Human chest or thorax contains a variety of important organs like the heart and its large vessels, the lungs, the oesophagus and the thymus gland. With the exception of heart, surgical diseases of the rest of the organs are an object of thoracic surgical oncology. For many years these procedures were performed with open techniques, until the last decade, when robotic and thoracoscopic procedures became a part of daily surgical practice.

Thoracoscopic surgery, which is an extension and application of laparoscopic techniques, finds application in intrathoracic organs and offers unique advantages to the patient, being able to minimize radically the surgical trauma. Robotics finds also a great application at those cases. As a direct result, post-operative pain is much smaller and the patient is able to recover and return to his daily activity much faster.
Reduced hospital stay and faster return to work minimizes the cost of treatment. It is easily understood, but also very important that the aesthetic result is excellent, in fact without post-operative scars. During the procedure, the camera that is used magnifies the surgical field 15 times, allowing the complete accuracy in manoeuvres, achieving less possible tissue injury and bleeding. This offers even more benefits to the patient, by minimizing the possibility of complications related to the surgical wound, involving healing and infectious problems that are quite often seen in open procedures. Furthermore, there is a great reduction of cardiovascular and pulmonary complications because of the rapid mobilisation of the patient, achieving finally an absolute application of the principals of minimally invasive surgery in the field of thoracic diseases, which can be more easily achieved with the use of surgical robotic system.
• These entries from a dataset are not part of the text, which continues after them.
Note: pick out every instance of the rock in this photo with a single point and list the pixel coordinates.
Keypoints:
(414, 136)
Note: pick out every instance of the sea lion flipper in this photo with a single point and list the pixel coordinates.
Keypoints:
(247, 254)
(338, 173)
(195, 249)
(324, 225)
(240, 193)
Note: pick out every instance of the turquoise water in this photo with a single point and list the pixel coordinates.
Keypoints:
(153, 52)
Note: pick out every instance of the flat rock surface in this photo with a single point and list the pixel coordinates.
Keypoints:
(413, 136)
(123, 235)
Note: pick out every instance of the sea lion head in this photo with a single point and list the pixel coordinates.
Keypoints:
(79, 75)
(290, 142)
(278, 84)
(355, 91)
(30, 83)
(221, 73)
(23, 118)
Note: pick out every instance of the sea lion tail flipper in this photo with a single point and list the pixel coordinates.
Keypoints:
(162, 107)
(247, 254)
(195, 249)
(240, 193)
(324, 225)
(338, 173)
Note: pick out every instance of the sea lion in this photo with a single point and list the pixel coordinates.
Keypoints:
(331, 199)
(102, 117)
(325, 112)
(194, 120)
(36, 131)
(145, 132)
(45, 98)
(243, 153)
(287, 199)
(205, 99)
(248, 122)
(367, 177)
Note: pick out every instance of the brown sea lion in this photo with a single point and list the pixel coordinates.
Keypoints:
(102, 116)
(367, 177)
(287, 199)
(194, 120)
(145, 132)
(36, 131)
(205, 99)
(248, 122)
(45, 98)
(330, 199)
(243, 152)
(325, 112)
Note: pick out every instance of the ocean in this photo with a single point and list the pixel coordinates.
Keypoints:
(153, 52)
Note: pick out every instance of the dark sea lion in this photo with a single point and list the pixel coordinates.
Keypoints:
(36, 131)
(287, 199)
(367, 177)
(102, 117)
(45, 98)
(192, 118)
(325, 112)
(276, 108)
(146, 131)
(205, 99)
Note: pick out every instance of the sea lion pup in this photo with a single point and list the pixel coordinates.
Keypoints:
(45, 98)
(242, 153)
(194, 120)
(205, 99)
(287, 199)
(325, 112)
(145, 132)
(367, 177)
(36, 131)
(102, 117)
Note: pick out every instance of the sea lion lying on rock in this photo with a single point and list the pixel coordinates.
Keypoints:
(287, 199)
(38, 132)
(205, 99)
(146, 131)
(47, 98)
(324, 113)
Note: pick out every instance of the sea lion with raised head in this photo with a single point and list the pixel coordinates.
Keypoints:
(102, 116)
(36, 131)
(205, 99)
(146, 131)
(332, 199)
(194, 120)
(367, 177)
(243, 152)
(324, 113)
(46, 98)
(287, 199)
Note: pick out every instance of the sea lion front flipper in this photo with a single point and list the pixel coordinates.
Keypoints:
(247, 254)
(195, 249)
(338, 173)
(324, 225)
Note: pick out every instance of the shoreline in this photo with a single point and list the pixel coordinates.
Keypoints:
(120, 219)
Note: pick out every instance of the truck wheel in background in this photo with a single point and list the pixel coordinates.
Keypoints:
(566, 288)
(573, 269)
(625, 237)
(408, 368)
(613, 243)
Applications of thoracoscopic surgery

With thoracoscopic and basically robotic surgery we treat every disease of the esophagus, offering excellent results in a category of diseases that until recently were considered very difficult and traumatic to be approached. It is also possible to treat most of the early metastatic and primary pulmonary malignancies. It is also method of choice for the treatment of pneumothorax but also for the whole range of benign pulmonary diseases. Also, the contribution of these methods for the exact staging of malignancies is critical, allowing us to avoid major and useless surgical procedures.
As a conclusion, including the whole range of thoracic surgical procedures, we could say that thoracoscopic and robotic surgery are able to replace the greatest portion of the conventional-open surgery, offering the patients a much more friendly and painless treatment, representing the present and not the far future of thoracic surgical oncology.